Of course, the baseline for everything Casas can do in 2025 — and beyond — is health. He’s coming off a campaign in which the act of swinging ripped the cartilage from his rib cage, an injury almost never seen without collisions.

Triston Casas struck out in one-third of his at-bats after returning from his rib cartilage injury that caused him to miss much of the season.Matthew J. Lee/Globe Staff

“There was no explanation for it,” said Casas. “The doctors had never seen it.”

Unsurprisingly, after missing roughly four months, he struggled in his return — both with lingering discomfort from the injury and rust from his time on the sidelines. He hit .239/.333/.433 with an uncharacteristically high 33 percent strikeout rate in 41 games after his return.

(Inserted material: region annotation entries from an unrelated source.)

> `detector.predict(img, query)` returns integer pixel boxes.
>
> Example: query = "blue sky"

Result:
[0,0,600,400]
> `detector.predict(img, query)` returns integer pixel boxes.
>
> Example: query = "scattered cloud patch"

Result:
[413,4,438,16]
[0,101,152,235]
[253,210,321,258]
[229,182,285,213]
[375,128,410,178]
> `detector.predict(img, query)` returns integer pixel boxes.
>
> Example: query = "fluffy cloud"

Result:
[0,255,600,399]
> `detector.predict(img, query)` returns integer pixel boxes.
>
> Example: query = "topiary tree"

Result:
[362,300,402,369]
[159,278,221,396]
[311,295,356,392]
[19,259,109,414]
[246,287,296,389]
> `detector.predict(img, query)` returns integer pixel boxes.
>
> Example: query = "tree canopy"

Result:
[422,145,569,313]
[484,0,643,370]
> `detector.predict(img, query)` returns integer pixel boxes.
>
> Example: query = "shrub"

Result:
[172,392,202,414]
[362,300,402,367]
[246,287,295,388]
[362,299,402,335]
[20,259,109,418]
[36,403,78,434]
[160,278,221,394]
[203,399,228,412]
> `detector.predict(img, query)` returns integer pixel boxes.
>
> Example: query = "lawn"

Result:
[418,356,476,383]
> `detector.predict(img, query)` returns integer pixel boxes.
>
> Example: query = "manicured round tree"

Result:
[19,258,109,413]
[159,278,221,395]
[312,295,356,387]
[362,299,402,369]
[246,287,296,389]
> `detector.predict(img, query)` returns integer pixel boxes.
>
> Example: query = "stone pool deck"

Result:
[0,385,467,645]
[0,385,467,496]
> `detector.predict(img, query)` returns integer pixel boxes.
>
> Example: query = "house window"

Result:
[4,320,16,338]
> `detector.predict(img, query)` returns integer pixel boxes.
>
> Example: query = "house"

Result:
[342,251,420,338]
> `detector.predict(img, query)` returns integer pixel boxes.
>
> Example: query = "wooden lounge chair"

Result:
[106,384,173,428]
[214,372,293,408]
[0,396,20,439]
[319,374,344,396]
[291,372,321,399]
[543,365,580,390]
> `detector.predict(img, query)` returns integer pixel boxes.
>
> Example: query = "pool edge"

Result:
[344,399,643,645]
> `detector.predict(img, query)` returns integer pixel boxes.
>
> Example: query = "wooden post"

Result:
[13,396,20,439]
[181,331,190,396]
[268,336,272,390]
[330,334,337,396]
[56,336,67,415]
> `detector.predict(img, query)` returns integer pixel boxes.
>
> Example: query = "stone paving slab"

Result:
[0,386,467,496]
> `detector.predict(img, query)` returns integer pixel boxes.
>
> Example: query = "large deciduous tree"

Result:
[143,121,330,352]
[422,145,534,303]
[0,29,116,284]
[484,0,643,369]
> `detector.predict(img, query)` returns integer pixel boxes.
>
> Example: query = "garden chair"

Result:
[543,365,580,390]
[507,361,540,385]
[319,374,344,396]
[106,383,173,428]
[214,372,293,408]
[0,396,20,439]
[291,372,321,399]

But he believes the injury represents a completed episode, and that he is poised to take aim at building upon his end-of-season performance in 2023.

“I’m feeling great now. It was battle-tested over the offseason. I twisted, rotated, strengthened it tri-fold,” said Casas. “I think that part of it is behind me, and my lower half is feeling great. So I feel like I’m in the best shape that I’ve ever been. I’m 25. I’m reaching that peak physical ability of a man. We’ll see how much bigger and faster and stronger I get, but I really like where I’m at right now. I think it’s all culminating at the right time for a big year.”

How big? Time will tell. But certainly, as the Red Sox look to take the leap into contending status, a full season of a healthy Casas could prove transformative for their lineup.